Strona:PL Józef Ignacy Kraszewski-Hrabina Kosel tom 1 136.jpeg

Ta strona została uwierzytelniona.

Na ten raz August nie wziął do serca urazy pani Cosel.
— Kapłan ma jednę w tygodniu godzinę — rzekł — w któréj mu wszystko co chce mówić wolno: ja przeciw niemu nic nie mogę. Gdyby zszedłszy z ambony szepnął jedno słowo, byłby ukaranym niechybnie... Tam, miejsce go broni...
Gerber pozostał nie poskromionym, jednakże więcéj historyi o Betsabe nie powtarzał...
Wśród największych klęsk jakiemi były odznaczone te lata, rozwijała się owa miłość królewska... Dziki Karol XII, z ostrzyżoną krótko głową, w ogromnych butach za kolana, żołnierz surowy i bezlitośny, niesprawiedliwością jakąś losu gnębił pięknego króla w koronkach, aksamitach, harcującego pod złocistą zbroją przeciw niemu.
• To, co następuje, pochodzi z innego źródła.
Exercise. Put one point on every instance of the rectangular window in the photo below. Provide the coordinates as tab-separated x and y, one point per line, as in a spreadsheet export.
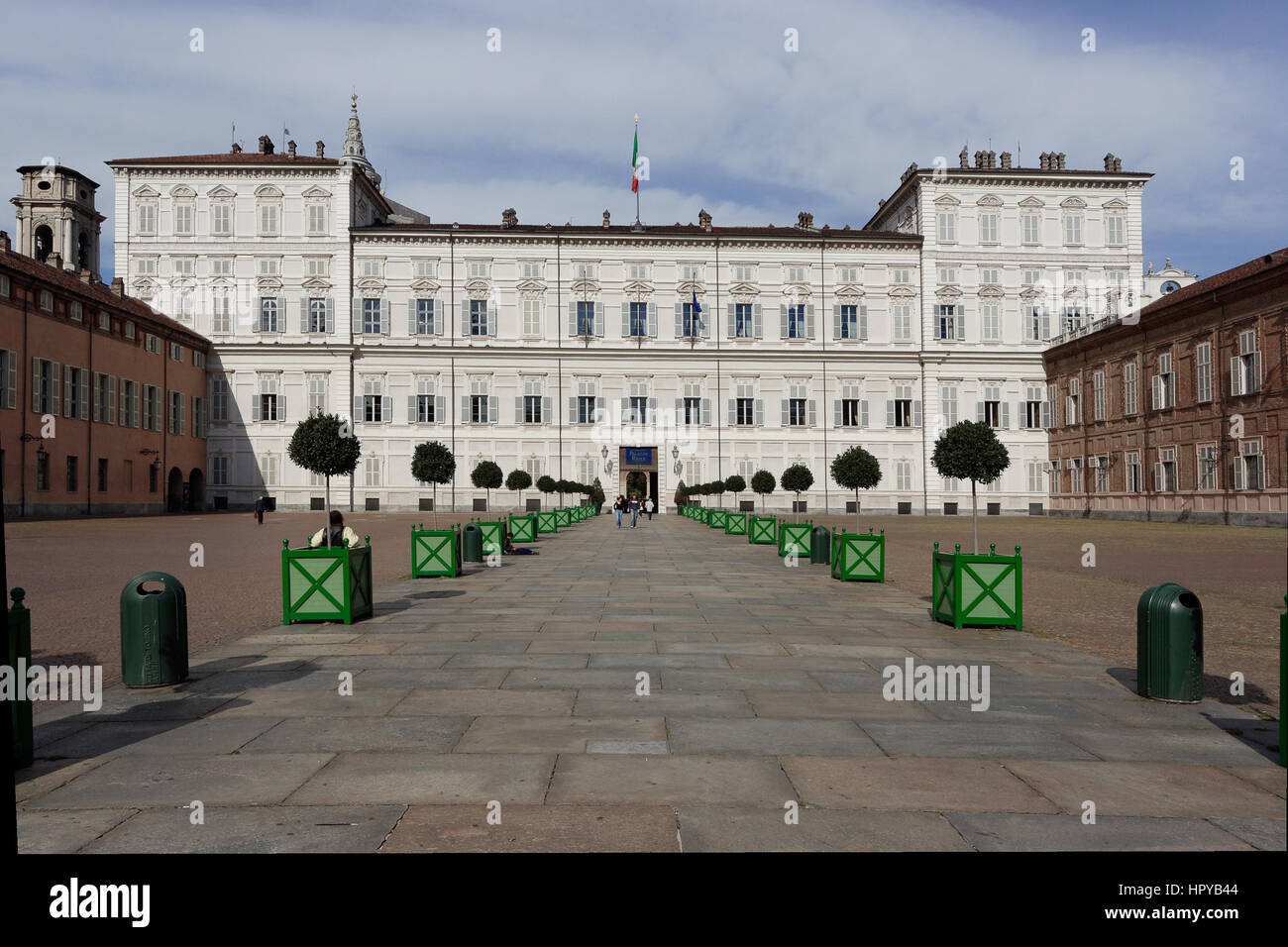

Opowiadano o nim bajeczne dzieje... August słuchał i milczał. Gwałtem pędzone do pułków gromady Sasów, dawały się bić i rozpierzchały... W Polsce, mimo Flemmingów, Przebendowskich i Dąbskich... słabł urok króla najwspanialszego w Europie, który z zaciętemi usty myślał tylko jakby kość swą całą z niebezpiecznéj gry wycofać... Dawna kochanka pana, hr. Königsmarck wysłana w potajemném poselstwie nic dokazać nie mogła... Karol XII mówić z nią i z nikim nie chciał... Szczęście z każdym dniem opuszczało Augusta II... Böttiger złota nie mógł zrobić, Hoym go dostarczyć, a Cosel milionów potrzebowała. Ludzie zbiegali w góry i do wojska się zaciągać nie chcieli... a Gerberowie z ambon krzyczeli przeciw rabunkowi ludzi i gwałtom...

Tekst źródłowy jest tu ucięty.